New Arrival:
• The Confederate Resurgence of 1864 by William Marvel (LSU Press, 2024).
From the description: William Marvel’s The Confederate Resurgence of 1864 "examines a dozen understudied Confederate and Union military operations carried out during the winter and spring of 1864 that, taken cumulatively, greatly revived white southerners’ hopes for independence. Among the pivotal moments during this period were the sinking of the USS Housatonic by the CSS Hunley; Nathan Bedford Forrest’s defeat of William Sooy Smith’s cavalry raid; and the Confederate army’s victory at Olustee, Florida. The repulse of Union advances on Dalton, Georgia; botched Union raids on Richmond; and the capture of the Union garrison in Plymouth, North Carolina, likewise suggested that the tide of fighting had turned toward the Confederate cause."
While the land and sea actions and battles mentioned above are commonly known to readers and are well documented in the literature, Marvel states that Gary Gallagher was the first to recognize them as a collective series of events that held strategic significance. In Marvel's estimation, that close together string of Confederate successes "boosted the morale of southern troops and citizens, and caused grave concerns about the war effort in the North and in the mind of Abraham Lincoln."

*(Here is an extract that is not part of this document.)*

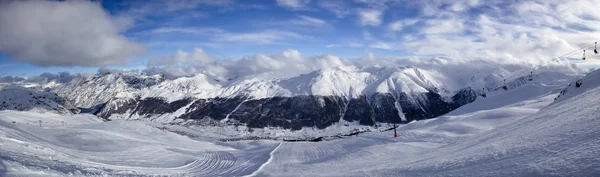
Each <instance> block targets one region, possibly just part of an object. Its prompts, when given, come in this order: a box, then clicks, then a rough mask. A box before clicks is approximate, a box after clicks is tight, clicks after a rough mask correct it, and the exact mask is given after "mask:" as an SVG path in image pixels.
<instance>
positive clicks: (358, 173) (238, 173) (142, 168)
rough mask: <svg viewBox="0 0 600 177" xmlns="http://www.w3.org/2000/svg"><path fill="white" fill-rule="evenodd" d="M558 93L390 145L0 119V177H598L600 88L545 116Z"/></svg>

Preceding the roughly ten-week period examined in the book, war news was generally miserable for the Confederacy's supporters. More from the description: "In late 1863 and early 1864, dejection and despair prevailed in the South: Union soldiers had vanquished Robert E. Lee at Gettysburg, the Confederate nation had been cut in two, Tennessee was lost, and Braxton Bragg’s army had been utterly routed at Chattanooga. Defeatism loomed in the South during the first weeks of 1864, and the ease with which William T. Sherman rampaged across Mississippi illustrated the dominance of Union forces, while Confederates’ ineffectual assault on New Bern accentuated their weakness."

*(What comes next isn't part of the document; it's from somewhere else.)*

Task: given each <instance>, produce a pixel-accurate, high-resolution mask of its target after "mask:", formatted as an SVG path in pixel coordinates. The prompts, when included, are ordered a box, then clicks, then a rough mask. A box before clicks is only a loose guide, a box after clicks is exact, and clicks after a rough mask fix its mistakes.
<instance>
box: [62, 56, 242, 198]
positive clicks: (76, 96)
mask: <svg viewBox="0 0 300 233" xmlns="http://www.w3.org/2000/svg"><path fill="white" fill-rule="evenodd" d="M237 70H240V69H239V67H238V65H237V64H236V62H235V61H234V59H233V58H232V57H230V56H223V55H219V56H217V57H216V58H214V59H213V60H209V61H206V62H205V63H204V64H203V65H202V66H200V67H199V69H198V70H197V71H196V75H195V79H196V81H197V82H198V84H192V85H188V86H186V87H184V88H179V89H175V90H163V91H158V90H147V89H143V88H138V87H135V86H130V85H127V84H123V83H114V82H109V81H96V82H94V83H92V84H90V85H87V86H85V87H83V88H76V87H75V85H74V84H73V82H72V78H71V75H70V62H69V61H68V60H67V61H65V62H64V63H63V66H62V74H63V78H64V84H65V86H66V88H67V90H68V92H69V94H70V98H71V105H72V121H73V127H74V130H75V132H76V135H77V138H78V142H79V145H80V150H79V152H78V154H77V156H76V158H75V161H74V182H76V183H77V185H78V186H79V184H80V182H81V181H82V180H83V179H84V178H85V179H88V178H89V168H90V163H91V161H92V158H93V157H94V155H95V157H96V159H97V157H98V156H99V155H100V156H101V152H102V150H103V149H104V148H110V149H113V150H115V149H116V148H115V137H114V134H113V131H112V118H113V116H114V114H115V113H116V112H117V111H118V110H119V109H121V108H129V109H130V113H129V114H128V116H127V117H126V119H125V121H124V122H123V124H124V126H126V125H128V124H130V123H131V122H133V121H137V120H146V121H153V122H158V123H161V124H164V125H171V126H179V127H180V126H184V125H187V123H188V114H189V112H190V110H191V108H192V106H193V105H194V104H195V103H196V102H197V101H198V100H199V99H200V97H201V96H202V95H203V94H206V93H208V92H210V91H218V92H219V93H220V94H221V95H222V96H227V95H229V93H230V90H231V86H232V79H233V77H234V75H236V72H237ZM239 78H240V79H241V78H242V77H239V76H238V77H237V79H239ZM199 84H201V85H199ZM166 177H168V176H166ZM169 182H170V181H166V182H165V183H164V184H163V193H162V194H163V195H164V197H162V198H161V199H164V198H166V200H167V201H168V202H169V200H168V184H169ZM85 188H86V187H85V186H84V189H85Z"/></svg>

In late-February, however, hope emerged from the gloom. "(B)etween February 20 and April 30, southern troops enjoyed an unbroken string of successes that included turning back a concerted Union offensive during the Red River campaign as well as Forrest’s incursions into Union City, Paducah, and Fort Pillow. Aided by flawed strategy implemented by Union army officers, the achievements of Confederate forces restored hope and confidence in camp and on the southern home front."

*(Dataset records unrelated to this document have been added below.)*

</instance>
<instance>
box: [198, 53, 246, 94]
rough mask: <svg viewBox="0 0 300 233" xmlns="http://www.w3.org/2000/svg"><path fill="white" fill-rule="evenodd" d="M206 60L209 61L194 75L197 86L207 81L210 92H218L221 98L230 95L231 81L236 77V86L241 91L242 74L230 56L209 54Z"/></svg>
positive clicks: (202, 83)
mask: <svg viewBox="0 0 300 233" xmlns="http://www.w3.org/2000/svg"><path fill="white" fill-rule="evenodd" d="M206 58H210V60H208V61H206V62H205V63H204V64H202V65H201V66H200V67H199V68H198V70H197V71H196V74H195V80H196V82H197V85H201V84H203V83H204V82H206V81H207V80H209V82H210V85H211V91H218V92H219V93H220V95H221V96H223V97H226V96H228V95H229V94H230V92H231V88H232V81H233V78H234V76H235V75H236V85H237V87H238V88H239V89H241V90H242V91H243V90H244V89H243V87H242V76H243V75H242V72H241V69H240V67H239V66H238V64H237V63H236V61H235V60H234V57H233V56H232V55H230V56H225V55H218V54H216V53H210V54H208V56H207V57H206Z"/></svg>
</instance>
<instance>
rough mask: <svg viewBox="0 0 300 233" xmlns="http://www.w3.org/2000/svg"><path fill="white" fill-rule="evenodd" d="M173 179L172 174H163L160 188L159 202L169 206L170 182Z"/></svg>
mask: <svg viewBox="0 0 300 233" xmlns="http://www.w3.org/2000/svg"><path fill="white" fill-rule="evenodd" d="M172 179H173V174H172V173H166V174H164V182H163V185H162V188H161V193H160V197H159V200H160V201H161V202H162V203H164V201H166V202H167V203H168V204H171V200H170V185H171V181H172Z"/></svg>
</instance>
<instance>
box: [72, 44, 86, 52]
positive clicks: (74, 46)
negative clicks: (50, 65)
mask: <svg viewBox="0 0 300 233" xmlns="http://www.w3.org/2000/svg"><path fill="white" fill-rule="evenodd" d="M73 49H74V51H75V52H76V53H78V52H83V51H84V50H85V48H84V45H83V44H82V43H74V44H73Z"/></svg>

With the exception of the Red River Campaign and perhaps Olustee, the Confederate victories referenced above, when considered on their own, are principally localized in nature and lack strategic significance, so it will be interesting to see how well the book supports the notion that their collective effect (which, according to Marvel, has never been studied until now) produced a strategic-level boost to national morale. If you think of national morale as a reservoir from which the war freely draws, Marvel sees the events of Feb 20-April 30 has an early-spring freshet that raised the water level enough to ensure that it wouldn't run dry during the brutal summer months that followed. "The victories invigorated southern combatants, demonstrating how abruptly the most dismal military prospects could be reversed. Without that experience, Marvel argues, the Confederates who faced Sherman and Grant in the spring of that year would certainly have displayed less ferocity and likely would have succumbed more quickly to the demoralization that ultimately led to the collapse of Confederate resistance."